The conviction still stands despite Stacey Stiles’ family testifying Stiles’ relationship with Reed was consensual, Reed’s solid alibi and Fennell’s lack of one. Additionally, Fennell was quoted saying Stiles “got what she deserved,” at her funeral and Fennell has been arrested for the kidnapping and assault of a woman in 2008. Experts even called the trial a botched miscarriage of justice. It is clear that police were looking for an easy scapegoat for the crime and racial bias led them to choose Reed. Now Rodney Reed, an innocent man, will be murdered by the state of Texas before the end of the month. If not for the death penalty, Reed’s life would not be in danger, and there would be much more time to pressure the governor of Texas to have his sentence commuted. Today there is a petition with more than 2 million signatures asking for the release of Reed, but even if the governor wanted to release Reed, bureaucratic hurdles may stop the governor from making the decision before the execution date.

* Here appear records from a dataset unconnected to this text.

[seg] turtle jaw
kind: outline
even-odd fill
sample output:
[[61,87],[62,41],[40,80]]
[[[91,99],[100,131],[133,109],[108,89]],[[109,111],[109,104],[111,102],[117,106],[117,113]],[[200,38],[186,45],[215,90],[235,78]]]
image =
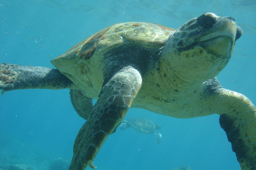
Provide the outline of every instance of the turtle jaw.
[[213,59],[226,59],[230,58],[234,47],[234,41],[230,37],[220,36],[197,43]]
[[183,82],[199,85],[213,78],[227,64],[242,33],[231,17],[206,13],[190,20],[176,30],[165,44],[160,60],[163,74],[168,73]]

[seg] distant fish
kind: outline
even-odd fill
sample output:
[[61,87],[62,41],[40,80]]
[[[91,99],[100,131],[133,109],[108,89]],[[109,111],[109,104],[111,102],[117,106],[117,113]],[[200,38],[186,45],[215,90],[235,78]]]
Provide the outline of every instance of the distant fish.
[[39,35],[39,34],[37,34],[37,38],[38,38],[38,39],[40,40],[40,41],[42,41],[43,40],[41,39],[41,38],[43,38],[42,37],[41,37],[41,36]]
[[4,19],[4,17],[3,17],[3,16],[1,15],[0,15],[0,17],[1,17],[1,18],[2,18],[4,20],[5,20],[5,19]]
[[26,27],[26,28],[28,30],[28,26],[27,25],[27,24],[24,24],[24,25],[25,26],[25,27]]
[[29,38],[31,40],[34,40],[35,41],[36,41],[36,40],[34,38],[33,38],[33,37],[29,37]]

The death penalty has a history of racial disparity. Black defendants are nearly twice as likely to be sentenced to death than whites defendants, and murderers of white victims were 4.3 times more likely to be sentenced to death than those with black victims. The racism portrayed in the statistics of the death penalty is shocking, but the most shocking statistic is the number of innocent individuals the United States executes. Rodney Reed’s predicament is far from unique. A 2014 study showed that 4.1% of individuals executed, or every one in 25, are innocent. The same study espouses the likelihood that more than half of innocent people murdered by the state are unaccounted for.

The glaring injustice of the death penalty cannot be ignored. A murder is permanent. When the state kills someone who did nothing wrong, they are taking away any chance of their exoneration. As more innocent — mostly black — people are killed every day, it becomes more clear that the death penalty must be federally outlawed and left to be another bad memory in America’s past.